If you’re also parenting children who are home due to school or childcare closures you may not have the luxury of spending hours on your chosen activity. But even 10-15 minutes can make a difference. Find something you love and that you know you’ll look forward to doing. Then indulge in it once you’re through with each day’s work. Having something that’s uniquely yours can combat both the isolation of working from home and the burnout that takes root when you don’t have sources of enjoyment in your life.

Don’t forget to let your team know that you have a hard stop. And stick to it! Don’t take any meetings during your personal time.

Stop Emailing Outside of Office Hours

Speaking of personal time…In theory, if you’ve put the two practices listed above into place, you shouldn’t be emailing outside of office hours anyway. But if you need more compelling reasons, know that emailing after hours also negatively impacts your recipients. Harvard Business Review found from “five studies involving more than 2,000 working adults…that senders of after-hours work emails underestimate how compelled receivers feel to respond right away, even when such emails are not urgent.”
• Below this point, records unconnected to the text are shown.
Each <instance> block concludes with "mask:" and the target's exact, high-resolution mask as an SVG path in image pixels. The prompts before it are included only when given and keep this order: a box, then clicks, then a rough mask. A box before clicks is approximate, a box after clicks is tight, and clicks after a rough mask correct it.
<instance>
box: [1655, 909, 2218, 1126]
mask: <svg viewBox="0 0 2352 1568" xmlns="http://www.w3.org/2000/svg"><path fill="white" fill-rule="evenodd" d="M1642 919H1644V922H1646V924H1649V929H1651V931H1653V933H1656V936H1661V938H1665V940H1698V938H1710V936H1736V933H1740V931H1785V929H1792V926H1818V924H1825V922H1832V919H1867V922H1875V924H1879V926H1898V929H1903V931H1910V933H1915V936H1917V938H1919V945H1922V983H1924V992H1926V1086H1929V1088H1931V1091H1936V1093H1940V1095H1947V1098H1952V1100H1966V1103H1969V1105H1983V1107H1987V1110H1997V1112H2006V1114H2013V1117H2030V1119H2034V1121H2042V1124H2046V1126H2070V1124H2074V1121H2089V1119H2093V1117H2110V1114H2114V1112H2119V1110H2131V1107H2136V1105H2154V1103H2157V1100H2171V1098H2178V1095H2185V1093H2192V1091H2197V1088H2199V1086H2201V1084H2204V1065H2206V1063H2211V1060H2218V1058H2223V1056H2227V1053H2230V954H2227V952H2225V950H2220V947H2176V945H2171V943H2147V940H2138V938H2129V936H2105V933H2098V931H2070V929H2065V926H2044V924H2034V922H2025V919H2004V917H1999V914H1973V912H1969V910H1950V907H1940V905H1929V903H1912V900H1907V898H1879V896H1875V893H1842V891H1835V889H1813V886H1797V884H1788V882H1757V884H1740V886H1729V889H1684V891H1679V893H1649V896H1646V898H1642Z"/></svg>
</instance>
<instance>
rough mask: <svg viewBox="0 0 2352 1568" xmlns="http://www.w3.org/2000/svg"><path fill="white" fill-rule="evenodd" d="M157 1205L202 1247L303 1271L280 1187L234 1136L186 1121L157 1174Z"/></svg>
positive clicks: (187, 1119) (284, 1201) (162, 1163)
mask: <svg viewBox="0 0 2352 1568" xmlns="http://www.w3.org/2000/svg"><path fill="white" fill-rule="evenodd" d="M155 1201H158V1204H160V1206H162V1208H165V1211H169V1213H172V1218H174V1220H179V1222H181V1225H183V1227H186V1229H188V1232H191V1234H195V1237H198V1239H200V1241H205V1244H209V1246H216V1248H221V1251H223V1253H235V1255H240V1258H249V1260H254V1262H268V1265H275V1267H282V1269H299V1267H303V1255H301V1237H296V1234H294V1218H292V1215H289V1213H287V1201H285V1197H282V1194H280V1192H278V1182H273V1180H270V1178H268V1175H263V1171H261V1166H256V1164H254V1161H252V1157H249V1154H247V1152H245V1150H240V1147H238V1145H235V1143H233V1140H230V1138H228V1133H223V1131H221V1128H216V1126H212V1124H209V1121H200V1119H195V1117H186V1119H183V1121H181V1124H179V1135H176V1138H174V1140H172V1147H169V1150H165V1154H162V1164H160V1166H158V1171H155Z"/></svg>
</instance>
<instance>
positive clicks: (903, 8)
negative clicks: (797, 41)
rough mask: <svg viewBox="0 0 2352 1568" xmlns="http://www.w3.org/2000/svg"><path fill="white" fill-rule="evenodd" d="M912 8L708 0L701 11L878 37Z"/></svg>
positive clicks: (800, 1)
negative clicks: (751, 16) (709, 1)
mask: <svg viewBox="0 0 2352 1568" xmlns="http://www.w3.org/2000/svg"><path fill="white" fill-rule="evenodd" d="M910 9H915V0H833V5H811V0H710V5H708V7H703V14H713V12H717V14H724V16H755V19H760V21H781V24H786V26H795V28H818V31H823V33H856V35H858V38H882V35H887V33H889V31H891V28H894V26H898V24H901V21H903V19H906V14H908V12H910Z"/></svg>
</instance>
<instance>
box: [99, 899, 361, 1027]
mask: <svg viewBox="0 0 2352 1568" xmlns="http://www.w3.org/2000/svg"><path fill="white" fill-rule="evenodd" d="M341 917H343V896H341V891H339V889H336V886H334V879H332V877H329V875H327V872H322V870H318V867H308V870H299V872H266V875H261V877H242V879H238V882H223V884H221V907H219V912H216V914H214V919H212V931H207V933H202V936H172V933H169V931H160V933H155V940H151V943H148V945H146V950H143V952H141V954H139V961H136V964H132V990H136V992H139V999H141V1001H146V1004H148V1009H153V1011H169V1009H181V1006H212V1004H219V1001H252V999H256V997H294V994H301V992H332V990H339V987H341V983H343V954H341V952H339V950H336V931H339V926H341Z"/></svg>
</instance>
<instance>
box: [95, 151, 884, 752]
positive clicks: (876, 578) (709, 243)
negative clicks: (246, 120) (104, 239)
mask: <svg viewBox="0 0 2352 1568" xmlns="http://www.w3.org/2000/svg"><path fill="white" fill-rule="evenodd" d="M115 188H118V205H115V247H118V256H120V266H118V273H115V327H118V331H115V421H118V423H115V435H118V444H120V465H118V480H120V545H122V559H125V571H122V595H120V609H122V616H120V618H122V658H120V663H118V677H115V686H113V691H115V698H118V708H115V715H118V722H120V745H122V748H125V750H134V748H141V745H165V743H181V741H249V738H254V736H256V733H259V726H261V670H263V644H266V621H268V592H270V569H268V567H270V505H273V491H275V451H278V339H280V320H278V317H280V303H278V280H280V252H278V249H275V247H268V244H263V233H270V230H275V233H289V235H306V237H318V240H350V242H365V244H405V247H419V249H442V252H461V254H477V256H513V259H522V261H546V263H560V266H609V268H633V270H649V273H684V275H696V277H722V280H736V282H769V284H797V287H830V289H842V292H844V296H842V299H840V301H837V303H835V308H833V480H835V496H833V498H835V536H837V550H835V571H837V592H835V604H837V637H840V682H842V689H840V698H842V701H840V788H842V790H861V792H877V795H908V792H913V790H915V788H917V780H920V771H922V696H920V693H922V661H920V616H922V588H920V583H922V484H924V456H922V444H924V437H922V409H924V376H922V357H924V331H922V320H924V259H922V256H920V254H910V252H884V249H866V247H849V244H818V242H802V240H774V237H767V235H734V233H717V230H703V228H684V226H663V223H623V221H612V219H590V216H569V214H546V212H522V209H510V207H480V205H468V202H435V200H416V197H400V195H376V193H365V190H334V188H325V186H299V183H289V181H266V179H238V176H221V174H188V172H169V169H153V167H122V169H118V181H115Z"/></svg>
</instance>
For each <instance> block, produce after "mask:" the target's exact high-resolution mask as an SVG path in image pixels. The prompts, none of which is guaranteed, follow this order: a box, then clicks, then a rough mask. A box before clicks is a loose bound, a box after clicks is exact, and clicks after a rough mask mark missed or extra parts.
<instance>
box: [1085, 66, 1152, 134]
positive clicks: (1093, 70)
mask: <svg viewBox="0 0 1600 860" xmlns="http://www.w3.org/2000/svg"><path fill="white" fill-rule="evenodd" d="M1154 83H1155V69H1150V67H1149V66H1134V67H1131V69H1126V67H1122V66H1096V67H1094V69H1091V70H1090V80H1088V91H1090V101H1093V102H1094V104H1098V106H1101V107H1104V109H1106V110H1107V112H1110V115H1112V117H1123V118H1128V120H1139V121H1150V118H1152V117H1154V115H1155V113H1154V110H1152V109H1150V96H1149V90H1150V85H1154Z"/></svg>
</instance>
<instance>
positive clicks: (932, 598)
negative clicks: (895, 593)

Further, if work is creeping into personal time at later and later hours it could be impacting your sleep. And as is being proven more and more, sleep is one of the most integral factors affecting health. Don’t take it from me. In our blog post “What Science Says About Productivity” we’ve outlined how lack of sleep quantity and quality decreases productivity.

Unless your message is truly urgent, save it for your office hours for everyone’s sake. That goes double for those in managerial roles, as the power differential between you and your team members can further compound this effect.

Stay Connected to Team Members

When you’re working remotely, staying connected with team members isn’t something that happens without deliberate effort on your part (or on the part of your employer). Thankfully, today’s video conferencing software offers the next best thing to meeting in-person, allowing teams to replicate the face-to-face interactions they formerly enjoyed in the office.

Make it a point to also add social activities to your calendar. Book some calendar time at the start or the end of the week and invite colleagues to join you for a quick chat. Make it clear that these aren’t going to be work-only meetings. That you’re scheduling them to give everyone a chance to check-in informally with each other. If meeting online is new, try a few icebreaker activities to get people used to engaging and participating online.

Battling Burnout

Don’t think that the practices above are things you can do just once in order to inoculate yourself against burnout. For remote workers, burnout can become an issue that requires a positive effort to prevent. But, whether you continue working remotely for the long-term or you find yourself back in the office in a few weeks’ time, developing these skills is a lifelong practice for better physical and emotional health.